Todd Ford (visit his website and blog) is an American artist painting photorealistic still life with conventional subjects — but arranging them in exotic and highly saturated compositions. And at times that means disfiguring or even destroying the depicted item; such is the case with his series of broken bottles paintings. The sharp naked edges of the glass literally cut into and slice the space around them, as if taking a blind revenge on their implicit host. The necks, upside-down or turning away from the viewer, as if desecrated, appear as trophies of destruction itself. Yet, the round softness of the intact glass necks and bottoms counterpoises the irregularity of the broken angular lines, implying a literal synthesis: all the pieces, sharp and round, are made of glass.
The random and chaotic linear movement reminds me of Linda Hardy’s plastic wrappers: both posit a threat of disruptive force and both originate from man-made, translucent materials. I think that Todd’s take on the complex theme of conciliating chaos with order similarly places his work on the cutting edge (pun intended) of contemporary still life painting. This series may stand for the problematics of human condition in modern era, the notion of the bottle serving as the epicenter of such issues as mass production and pollution. The tranquil palette and the photorealist style as the delivery method denote the artist as an objective reporter, ensuring an eerie impact of cool detachment — urging the viewer to take a stand.
Indeed, photorealism emerges as the most suitable style for symbolic subjects where the symbolized needs less stylization and more representation. Just imagine any of these paintings in an impressionistic reincarnation — absurd, and a painterly misnomer. I think that the popularity of photo and hyper-realism discloses the wish to contemplate reality at its most pronounced while retaining an honest aesthetic and artistic framework. Additionally, this trend offers an adequate response to television and photography; it acknowledges their influence, yet assimilates rather than imitates. On the one hand, it proves that it can do “just as good,” and on the other keeps on renovating painting by continuous exchange of ideas with other art forms.

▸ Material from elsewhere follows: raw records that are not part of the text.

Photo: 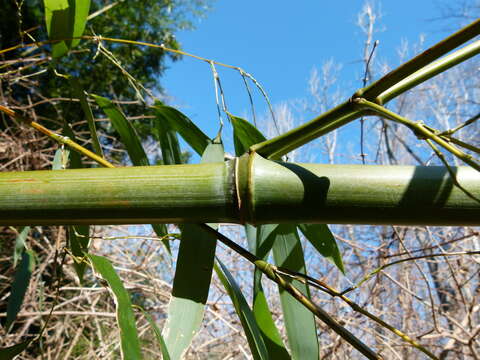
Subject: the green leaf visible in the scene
[13,226,30,267]
[228,114,267,156]
[270,224,319,360]
[63,120,83,169]
[43,0,90,58]
[245,225,290,359]
[153,108,182,165]
[87,254,142,360]
[68,225,90,283]
[69,76,103,157]
[153,105,210,155]
[138,307,170,360]
[0,340,33,360]
[215,259,269,359]
[165,143,220,359]
[5,250,35,332]
[298,224,345,274]
[92,95,150,166]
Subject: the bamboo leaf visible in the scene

To return to more technical aspects of Todd’s art, I would like to mention the scrupulous and incredibly (credibly, that is) accurate treatment and distribution of color. The brown flirts with black, red, gray and white, and its own range is exceptionally wide, the additional colors either deepening or diluting the original hue. The ensuing variety, backed by the irregular configuration, provides an unlimited source of entertainment. The green bottle piece displays similar qualities, with cooler tones. Putting all symbolism aside, these paintings are first and foremost technical masterpieces — and should be known as such above all.